Separate Business From Pleasure

Even if you're a one-person business, there are advantages to setting up a corporation or an LLC. One of the advantages is that the business's finances are separate from yours, so business debtors can't lay claim to your personal assets. That protection fails if you treat business accounts like your personal piggy bank.

You can still withdraw money but it's safer to do it formally. One way is to pay yourself a regular salary, just like any other employee. Instead of making a journal entry for cash withdrawn for personal use, you treat it as a payroll expense.

The alternative is to schedule regular withdrawals rather than random ones, as if you were issuing yourself dividends. Even for a sole proprietorship, there are advantages, because regular withdrawals are easier to budget for. You credit these to the Drawing account.

Tracking the Money

One advantage to scheduled withdrawals accompanied by a "withdraw money for personal use" journal entry is that you don't lose track. If you don't record withdrawals in your ledger when you give yourself money, you may forget. That's going to pose a problem when you review your profits and expenses for the quarter.

Dealing With Taxes

How you decide to pay yourself may affect your taxes. It doesn't with a sole proprietorship because all the business income is taxable personal income even if you never withdrew cash for personal use.

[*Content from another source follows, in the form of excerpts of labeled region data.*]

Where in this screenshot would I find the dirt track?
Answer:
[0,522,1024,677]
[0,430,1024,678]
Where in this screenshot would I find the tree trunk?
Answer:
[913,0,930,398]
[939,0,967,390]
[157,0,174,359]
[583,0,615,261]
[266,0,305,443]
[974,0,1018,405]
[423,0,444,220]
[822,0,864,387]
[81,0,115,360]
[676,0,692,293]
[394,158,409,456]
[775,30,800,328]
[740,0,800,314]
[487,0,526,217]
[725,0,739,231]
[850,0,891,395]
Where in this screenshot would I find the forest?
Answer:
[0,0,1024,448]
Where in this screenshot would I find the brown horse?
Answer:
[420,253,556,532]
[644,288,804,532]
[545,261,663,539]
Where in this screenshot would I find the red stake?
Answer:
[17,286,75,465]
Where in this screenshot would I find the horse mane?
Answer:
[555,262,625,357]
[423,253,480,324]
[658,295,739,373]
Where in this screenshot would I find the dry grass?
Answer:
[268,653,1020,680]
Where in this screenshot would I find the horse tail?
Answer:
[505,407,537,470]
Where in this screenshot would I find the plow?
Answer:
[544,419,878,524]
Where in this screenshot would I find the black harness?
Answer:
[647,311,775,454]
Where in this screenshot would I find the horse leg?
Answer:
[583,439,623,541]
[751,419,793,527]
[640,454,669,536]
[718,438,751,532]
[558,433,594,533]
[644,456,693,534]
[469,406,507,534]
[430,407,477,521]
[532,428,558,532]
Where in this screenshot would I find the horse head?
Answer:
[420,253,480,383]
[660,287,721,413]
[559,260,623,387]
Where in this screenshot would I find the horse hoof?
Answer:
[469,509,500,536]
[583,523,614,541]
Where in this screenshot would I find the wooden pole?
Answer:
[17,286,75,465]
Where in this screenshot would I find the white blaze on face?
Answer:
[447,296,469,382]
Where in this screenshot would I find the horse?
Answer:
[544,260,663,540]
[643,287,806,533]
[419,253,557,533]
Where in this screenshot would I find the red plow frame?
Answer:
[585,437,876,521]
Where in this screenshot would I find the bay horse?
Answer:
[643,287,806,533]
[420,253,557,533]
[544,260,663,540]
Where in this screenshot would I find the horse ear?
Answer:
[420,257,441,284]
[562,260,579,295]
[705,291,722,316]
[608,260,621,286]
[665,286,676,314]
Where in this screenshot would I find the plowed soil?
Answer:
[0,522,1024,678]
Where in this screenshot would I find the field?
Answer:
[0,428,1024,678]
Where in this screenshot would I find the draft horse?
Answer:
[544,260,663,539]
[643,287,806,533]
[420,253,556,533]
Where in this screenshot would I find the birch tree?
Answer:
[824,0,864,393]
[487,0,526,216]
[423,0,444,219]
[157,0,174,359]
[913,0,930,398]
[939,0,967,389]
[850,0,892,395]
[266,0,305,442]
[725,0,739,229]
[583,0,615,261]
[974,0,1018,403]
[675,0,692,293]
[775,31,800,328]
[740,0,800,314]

With an S corporation, however, how you pay yourself makes a big difference. Making distributions to yourself gives you a better tax deal than accepting a salary. If you work for the corporation, however, the IRS requires it pay you a reasonable salary and take out payroll taxes.

This doesn't prevent you from withdrawing money as distributions. You can mix distributions and salary as long as your salary falls within the "reasonable" range for your industry. It can be on the low end of that range, but you're less likely to get into trouble if you don't go below that.